Egal, erst grinsen und dann nach dem Namen fragen. Zugegeben, ein heikler
Punkt.
    Frage: »Wie heißt sie denn, die Kleine?«
    Antwort: »Er heißt Nepomuk.«
    Den leichten Fauxpas am besten einfach übergehen
und weiter grinsen. Verlorenen Boden kann man auf jeden Fall gutmachen, indem
man sich noch schnell nach dem Alter erkundigt.
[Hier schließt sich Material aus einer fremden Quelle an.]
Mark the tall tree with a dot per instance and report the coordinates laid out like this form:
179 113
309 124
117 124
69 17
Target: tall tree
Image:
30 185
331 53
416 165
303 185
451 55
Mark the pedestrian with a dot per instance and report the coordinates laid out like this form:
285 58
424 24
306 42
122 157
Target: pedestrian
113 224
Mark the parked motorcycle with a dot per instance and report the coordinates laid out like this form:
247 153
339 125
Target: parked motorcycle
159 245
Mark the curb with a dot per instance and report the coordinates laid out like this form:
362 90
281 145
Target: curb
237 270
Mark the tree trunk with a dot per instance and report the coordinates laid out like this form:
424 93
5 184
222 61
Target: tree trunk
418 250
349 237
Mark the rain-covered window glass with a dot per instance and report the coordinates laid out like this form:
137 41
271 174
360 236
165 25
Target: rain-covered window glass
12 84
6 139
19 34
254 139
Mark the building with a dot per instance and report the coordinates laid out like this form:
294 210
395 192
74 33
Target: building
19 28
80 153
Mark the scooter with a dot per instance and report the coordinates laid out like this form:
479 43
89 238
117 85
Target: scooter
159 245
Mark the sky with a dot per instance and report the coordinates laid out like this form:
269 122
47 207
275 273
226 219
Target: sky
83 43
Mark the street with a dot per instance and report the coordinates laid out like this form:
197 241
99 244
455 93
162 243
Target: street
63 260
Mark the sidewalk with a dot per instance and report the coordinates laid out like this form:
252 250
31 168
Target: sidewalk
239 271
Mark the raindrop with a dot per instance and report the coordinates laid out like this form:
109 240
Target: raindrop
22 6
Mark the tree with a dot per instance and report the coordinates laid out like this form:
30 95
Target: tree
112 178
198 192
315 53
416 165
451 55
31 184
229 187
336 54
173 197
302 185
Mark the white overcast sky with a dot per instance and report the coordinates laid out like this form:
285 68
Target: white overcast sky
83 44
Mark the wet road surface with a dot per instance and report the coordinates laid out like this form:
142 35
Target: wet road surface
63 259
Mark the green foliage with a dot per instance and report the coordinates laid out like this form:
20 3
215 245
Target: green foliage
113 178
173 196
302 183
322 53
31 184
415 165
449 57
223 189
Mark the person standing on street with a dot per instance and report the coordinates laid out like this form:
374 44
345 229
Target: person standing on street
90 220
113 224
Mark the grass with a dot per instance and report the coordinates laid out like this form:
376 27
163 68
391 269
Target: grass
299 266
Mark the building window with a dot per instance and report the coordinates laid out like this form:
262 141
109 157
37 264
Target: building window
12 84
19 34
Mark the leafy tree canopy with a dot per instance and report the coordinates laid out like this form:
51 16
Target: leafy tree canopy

Die Frage ist selbstverständlich
rein rhetorischer Natur, denn egal, was die Eltern sagen, die Antwort lautet:
»Ganz schön groß für sein Alter.« Dabei meint »groß« letztendlich ein vitales,
quietschfideles Baby, das eine glänzende Zukunft vor sich hat, weil es allen
anderen ein Quäntchen voraus ist und kein vollgestopftes Michelin-Männchen, das
von den gängigen Wachstumstabellen der Kinderärzte nicht mehr erfasst werden
kann. Verabschiedet man sich dann noch mit einem gesäuselten »süß«, zeigt es,
dass man selbst unglaublich glücklich und zufrieden mit seinen Kindern ist und
daher auch alle anderen niedlich findet. Kurz, dass man Kinder liebt.
    Kinder bedeuten aber auch: kein Fußballspiel mit
Einheimischen an einem karibischen Strand. Kein Sex mit einer Brasilianerin in
einer Passfotokabine irgendwo in São Paolo. Kein Fremder, der einen im Zug
anspricht und zu einem Fest mitnimmt, wo man dann bis in den Morgen hinein
unbekannte Lieder singt.
    »Steve! Steeeve! Träumst du?«
    »Wer? Was? Ja, hallo. Bin fertig, alles perfekt
eingeschmiert. Dein Rücken glänzt wie ein Spanferkel«, sage ich schnell.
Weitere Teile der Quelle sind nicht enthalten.